COMMUNIQUÉ DE PRESSE publié le 05 juil. 2022

Avec l'adoption de la législation sur les services numériques (lois DSA et DMA), le Parlement européen place la barre très haut pour les plateformes en ligne

Avec l'adoption de la législation sur les services numériques (lois DSA et DMA), le Parlement européen place la barre très haut pour les plateformes en ligne

En adoptant les lois sur les marchés numériques (DMA) et les services numériques (DSA) à une confortable majorité lors du vote en plénière, le Parlement européen s'est prononcé résolument en faveur de la réglementation des services numériques. Les députés européens ont donné leur feu vert aux accords politiques conclus au premier trimestre avec la Commission européenne et le Conseil. Les médias de service public saluent une étape majeure et espèrent voir le Conseil donner son aval, marquant ainsi officiellement la fin de la procédure législative.

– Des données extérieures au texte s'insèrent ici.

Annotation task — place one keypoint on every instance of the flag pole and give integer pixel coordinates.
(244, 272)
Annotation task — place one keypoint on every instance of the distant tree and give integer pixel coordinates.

Wouter Gekiere, chef du bureau de Bruxelles de l'UER, déclare : "L'UE a fait preuve d'une grande détermination en promulguant des normes exigeantes en matière de réglementation des plateformes. La DSA et la DMA déploieront des effets positifs en faveur des entreprises et des citoyens européens dans les interactions quotidiennes de ceux-ci avec les plateformes en ligne. La DMA en particulier rendra le secteur numérique plus équitable et plus compétitif en limitant la domination du marché par les plateformes qui en contrôlaient jusqu'ici l'accès."

Les dispositions de la DSA en matière de transparence aideront les usagers des plateformes à mieux comprendre comment celles-ci modèrent leur contenu et émettent des recommandations. Quant à la DMA, avec ses dispositions contraignantes, elle obligera les plateformes à fournir aux usagers professionnels un accès aux données relatives à l'utilisation qui est faite de leurs services ainsi qu'aux informations sur les performances publicitaires. Dès lors que les géants de la technologie ne pourront plus référencer indûment leurs propres produits ou services en leur donnant la priorité sur ceux des autres, la pluralité des médias en bénéficiera.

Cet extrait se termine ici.